In human resources, we know that, in spite of how much we want to change many things, there is something that is above all: it is the organisational culture. It doesn’t matter how many changes we want to carry out or what strategy we devise. If there is no change in the culture that enables this transformation, nothing will happen. As Peter Drucker reminds us: ‘culture eats strategy for breakfast’.
First, the culture at work must be collaborative. People should feel comfortable working with each other, helping each other and not competing against their colleagues. Here the ‘ultimate-stars’ who work alone are not useful; it is the team, that is equally responsible for the product in which they collaborate, who is going to be key. Each member should have ownership, and their contribution cannot be limited to their work but should strive to understand how their participation fits with the rest.

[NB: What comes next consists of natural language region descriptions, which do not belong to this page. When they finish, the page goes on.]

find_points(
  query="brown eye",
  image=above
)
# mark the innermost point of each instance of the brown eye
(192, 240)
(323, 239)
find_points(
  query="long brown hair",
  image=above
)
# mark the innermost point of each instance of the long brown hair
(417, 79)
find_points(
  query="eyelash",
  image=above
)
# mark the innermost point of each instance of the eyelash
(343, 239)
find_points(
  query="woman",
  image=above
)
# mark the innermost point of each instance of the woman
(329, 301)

Noteworthy as well is allowing errors. A culture that punishes and stigmatises error cannot work with agile methodologies. These practices need a lot of flexibility to make mistakes, to change functionality, design, even the vision of what you want to achieve, and —the most obvious reason— to work from anywhere. A hierarchical and culture of controls will not be congruent with this type of practice. In the same way, total transparency is essential to understand the current status of the project and, to perceive clearly that all team members are making valuable contributions.

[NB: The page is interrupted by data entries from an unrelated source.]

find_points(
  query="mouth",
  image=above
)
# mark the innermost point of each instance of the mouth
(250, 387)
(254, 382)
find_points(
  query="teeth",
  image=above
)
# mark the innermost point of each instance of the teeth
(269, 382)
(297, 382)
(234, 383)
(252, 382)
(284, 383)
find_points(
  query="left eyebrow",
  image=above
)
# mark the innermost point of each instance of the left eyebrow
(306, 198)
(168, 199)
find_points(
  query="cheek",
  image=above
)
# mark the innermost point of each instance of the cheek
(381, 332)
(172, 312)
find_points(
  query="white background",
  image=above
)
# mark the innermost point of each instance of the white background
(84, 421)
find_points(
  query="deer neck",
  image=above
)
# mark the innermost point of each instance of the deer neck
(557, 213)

And as for the style of leadership that is needed, I believe that the role of the manager should transform into a coach. If each member is responsible for everything, it is the team who will make the decisions and will define the tasks needed to accomplish the objective. The new manager will be accountable for helping the team to surpass its qualities in the best way possible.
I am aware that all this can be infinitely easier to say than to carry it out, but I believe that by making small efforts, significant advances can be made. In the end, the working culture associated with agile practices should be, as its name in Spanish indicates, ágil, which means fast and easy, eliminating barriers. But before taking this journey, it is essential to understand the culture that currently exists within the company and where we want to go. Does such a transformation bring significant value to your business? Or can we create our own version of agile? These are questions that are worth thinking.